At the welfare office in Newbridge, the numbers have doubled over the past year or so. Recently, he says, crowds at the office were so large that officials had to close it for a time on health and safety grounds.

Community welfare officers have long considered themselves the more humane face of the welfare system: they can offer discretionary payments, give more time to welfare claimants and make home visits.

Now, they say, that’s all beginning to change. O’Connor, for example, used to deal with about 65 claimants in need of emergency support a week. Last week, that number was in excess of 200.
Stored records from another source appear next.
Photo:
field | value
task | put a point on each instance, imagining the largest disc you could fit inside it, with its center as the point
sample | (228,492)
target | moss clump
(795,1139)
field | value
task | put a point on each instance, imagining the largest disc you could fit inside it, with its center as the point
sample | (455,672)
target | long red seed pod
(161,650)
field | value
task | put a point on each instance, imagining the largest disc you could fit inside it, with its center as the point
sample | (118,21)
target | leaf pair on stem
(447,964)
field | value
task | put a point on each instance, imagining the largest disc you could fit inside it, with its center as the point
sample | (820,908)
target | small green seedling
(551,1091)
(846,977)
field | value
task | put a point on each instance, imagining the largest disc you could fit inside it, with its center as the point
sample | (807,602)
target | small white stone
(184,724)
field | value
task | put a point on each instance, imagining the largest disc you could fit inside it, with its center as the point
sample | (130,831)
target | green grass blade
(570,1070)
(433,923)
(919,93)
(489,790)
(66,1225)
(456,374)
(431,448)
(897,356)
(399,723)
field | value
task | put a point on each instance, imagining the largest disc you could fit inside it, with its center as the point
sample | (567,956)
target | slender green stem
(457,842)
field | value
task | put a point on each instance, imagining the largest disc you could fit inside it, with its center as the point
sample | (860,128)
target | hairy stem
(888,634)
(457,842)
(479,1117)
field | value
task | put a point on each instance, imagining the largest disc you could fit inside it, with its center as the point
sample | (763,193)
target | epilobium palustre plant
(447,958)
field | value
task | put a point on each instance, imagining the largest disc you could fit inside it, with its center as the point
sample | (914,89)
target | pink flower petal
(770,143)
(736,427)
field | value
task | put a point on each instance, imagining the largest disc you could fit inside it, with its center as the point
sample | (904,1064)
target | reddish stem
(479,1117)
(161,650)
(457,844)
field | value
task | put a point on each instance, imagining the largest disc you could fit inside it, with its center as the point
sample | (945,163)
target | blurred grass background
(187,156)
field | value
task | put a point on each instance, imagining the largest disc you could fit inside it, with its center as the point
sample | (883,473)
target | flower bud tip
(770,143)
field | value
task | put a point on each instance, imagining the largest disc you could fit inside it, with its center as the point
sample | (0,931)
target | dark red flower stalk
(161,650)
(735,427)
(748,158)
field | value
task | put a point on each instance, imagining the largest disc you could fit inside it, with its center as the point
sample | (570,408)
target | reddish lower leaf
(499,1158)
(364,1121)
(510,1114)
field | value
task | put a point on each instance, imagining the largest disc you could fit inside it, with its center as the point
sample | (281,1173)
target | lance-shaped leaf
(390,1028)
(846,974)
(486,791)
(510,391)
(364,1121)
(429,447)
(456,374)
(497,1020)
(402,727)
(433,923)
“Increasingly, the service is becoming paralysed by doing stuff like form-filling . . . people deserve better and we shouldn’t just be duplicating the work of welfare offices,” says O’Connor, who is speaking in his capacity as a Siptu member.

The type of emergency support being sought is many and varied, he says. But the big difference between now and the 1980s is the level of debt. “Back then, if someone missed a few mortgage payments, that might have been a few hundred pounds owed. Now, mortgage [payments] of €1,500 or €1,600 are common. If you miss a few of those, it’s very hard to climb out of that.”

As welfare officers wait and hope for more resources, O’Connor says he will continue to help people as best he can.

“It’s sad and frustrating for us . . . But I’ll do this until I die. You have to make sure people get what they’re entitled to.”